What Contributes to Low-value Health Care Spending

By October 17, 2017 Commentary

While there can be arguments about how much unnecessary health spending there is in the US, there undoubtedly is some.  A study published in Health Affairs attempts to ascertain what makes up unnecessary spending.   (HA Article)   The researchers used 2014 data from the Virginia all-payer claims database, which covered about 5.5 million people.  Of course, one of the tricky parts of any such analysis is defining a low-value service.  The authors used 44 specific treatments which prior research had designated as basically unnecessary, including those designated by the Choosing Wisely campaign, by the US Preventive Services Task Force and by other clinical guideline groups.  These services are rarely low-value for all patients, so algorithms have to be applied to determine whether their use in a  particular situation was actually inappropriate.  The top ten most costly, low-value services were, in order, lab tests for low-risk patients undergoing low-risk surgeries ($228 million); cardiac imaging in low-risk patients ($93 million); annual EKGs or other cardiac screening ($41 million); head CT for ER visits ($25 million); non-lab tests for low-risk patients doing low-risk surgery ($21 million); Vitamin D screening ($21 million); PSA screening for all men ($19 million); imaging for sinusitis ($17 million); routine cervical cancer screening ($15 million); and imaging for low-back pain ($14 million).  You will notice that you pretty quickly get down to pretty low amounts of money, even among the top ten.  And you will notice that many of these likely are driven by malpractice fears. (And why didn’t you, doctor, do that simple lab test before this poor injured plaintiff had the surgery.)
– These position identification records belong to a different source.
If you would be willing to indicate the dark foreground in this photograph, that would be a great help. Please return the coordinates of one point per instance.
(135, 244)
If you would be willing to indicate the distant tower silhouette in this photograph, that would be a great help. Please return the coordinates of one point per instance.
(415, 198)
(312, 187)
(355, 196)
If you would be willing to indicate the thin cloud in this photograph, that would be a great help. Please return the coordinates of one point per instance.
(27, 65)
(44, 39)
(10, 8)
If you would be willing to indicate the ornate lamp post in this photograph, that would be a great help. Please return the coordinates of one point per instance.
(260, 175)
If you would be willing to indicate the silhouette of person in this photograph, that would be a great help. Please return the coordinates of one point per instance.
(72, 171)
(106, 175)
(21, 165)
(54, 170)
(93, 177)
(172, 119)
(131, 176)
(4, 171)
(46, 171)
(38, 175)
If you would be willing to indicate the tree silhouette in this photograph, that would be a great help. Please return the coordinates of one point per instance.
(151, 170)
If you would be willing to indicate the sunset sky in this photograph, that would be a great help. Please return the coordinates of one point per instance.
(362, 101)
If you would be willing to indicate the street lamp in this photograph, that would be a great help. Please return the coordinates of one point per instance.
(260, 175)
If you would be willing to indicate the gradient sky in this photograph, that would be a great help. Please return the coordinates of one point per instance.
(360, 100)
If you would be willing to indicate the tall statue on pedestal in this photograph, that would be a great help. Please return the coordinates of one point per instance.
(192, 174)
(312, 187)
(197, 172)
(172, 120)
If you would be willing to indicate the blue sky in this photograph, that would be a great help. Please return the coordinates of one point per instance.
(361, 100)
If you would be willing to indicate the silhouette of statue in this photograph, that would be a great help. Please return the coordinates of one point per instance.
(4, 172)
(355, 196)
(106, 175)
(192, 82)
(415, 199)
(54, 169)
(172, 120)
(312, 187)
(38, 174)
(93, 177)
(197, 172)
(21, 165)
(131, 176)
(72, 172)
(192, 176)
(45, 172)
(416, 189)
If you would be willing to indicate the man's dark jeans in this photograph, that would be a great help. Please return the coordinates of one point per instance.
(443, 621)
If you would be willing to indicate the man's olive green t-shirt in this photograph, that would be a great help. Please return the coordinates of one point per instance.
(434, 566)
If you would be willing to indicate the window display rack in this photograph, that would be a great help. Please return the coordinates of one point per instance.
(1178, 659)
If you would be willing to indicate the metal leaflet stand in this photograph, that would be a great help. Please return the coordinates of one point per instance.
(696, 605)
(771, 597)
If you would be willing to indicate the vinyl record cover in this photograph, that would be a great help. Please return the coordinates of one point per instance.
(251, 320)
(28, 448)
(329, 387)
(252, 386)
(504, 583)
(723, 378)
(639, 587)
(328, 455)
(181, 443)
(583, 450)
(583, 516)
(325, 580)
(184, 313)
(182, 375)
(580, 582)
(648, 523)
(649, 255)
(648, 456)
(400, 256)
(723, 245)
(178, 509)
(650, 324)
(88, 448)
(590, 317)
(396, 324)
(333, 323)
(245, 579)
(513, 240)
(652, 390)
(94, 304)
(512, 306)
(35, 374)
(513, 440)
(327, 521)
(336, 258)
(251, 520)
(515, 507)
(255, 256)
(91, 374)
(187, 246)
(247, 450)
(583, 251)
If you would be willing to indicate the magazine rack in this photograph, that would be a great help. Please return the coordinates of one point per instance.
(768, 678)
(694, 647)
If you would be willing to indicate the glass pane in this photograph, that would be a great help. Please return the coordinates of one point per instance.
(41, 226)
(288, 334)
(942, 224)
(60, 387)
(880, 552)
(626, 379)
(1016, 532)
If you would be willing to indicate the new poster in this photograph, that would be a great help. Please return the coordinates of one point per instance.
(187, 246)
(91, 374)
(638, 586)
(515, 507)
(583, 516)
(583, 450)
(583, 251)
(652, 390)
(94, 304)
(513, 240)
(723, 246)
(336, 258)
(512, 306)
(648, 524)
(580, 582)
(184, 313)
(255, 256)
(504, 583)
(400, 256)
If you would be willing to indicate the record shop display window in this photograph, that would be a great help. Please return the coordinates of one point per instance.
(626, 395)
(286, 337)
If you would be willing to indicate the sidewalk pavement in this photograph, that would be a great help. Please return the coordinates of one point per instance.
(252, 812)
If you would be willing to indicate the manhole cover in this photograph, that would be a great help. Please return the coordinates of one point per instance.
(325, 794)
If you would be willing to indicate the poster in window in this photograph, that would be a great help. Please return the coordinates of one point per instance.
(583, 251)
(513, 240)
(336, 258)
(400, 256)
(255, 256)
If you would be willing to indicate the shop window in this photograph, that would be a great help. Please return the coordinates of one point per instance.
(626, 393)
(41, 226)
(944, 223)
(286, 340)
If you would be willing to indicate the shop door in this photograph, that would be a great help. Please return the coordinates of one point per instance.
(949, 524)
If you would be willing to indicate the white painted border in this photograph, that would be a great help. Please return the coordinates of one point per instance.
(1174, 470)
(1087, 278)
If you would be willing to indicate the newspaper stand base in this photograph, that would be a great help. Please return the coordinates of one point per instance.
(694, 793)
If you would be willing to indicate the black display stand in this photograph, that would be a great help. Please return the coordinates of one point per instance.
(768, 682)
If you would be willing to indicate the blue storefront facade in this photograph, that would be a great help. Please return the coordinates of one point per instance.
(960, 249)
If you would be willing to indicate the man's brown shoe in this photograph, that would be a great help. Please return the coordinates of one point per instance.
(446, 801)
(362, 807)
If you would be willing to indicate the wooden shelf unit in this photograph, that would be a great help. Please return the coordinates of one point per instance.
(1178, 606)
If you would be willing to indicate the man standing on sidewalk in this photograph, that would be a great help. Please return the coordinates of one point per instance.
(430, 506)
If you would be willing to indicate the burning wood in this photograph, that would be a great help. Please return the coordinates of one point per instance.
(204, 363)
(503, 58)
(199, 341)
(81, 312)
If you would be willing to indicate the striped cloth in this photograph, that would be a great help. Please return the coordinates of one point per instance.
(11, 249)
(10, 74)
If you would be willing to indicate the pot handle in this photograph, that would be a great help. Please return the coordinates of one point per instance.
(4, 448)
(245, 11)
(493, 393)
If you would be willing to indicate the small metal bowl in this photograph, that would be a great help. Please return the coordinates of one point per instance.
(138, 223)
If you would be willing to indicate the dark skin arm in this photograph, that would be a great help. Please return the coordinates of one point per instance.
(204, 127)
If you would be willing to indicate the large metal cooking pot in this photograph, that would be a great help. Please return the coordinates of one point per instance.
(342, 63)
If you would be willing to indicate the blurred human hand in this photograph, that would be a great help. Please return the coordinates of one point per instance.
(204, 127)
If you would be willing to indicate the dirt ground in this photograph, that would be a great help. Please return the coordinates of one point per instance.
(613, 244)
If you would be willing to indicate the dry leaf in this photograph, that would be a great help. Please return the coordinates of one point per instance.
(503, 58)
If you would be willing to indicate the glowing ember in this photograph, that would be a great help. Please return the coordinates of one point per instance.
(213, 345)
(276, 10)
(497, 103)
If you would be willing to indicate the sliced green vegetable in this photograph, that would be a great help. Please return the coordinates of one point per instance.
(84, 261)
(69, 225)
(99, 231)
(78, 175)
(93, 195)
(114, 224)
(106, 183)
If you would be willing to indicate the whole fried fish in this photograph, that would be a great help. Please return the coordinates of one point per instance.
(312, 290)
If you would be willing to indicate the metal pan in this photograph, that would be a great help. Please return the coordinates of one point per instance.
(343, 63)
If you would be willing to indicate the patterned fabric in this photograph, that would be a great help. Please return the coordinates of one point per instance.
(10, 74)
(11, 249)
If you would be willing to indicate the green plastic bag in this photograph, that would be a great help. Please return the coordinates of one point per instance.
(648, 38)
The 44 often low-value services were delivered into quartiles by cost; the first quartile typically had a cost under $100, the second a cost from $100 to $538, the third from $538 to $1315 and the fourth about $1315.  Altogether the population received 5.4 million potentially low-value services, of which the algorithm (with the benefit of hindsight) determined that 1.7 million were in fact low-value.  20% of beneficiaries received at least one low-value service during the year.   93% of these actual low-value services were also low-cost.  Although only 7% were high cost, they represented 35% of total unnecessary spending.  Might be easiest to focus on those, since there are far fewer of them.  The total of unnecessary spending, just on these designated services, was $586 million for the year, or a puny 2.1% of Virginia’s total health spending of $28 billion in that year.  Obviously it is an important task to identify ways to get doctors to stop ordering low-value care, but you can see from this analysis that doing so would have only a modest effect on total spending.  And it is even more important, in my judgment, to ensure that patients get all the diagnostics and treatment that they do need, and I am pretty sure that the costs of that at least equal the amount mis-spent on low-value care.  So this isn’t the solution to our spending problem.  As I keep saying, that is all about unit price, unit price, unit price.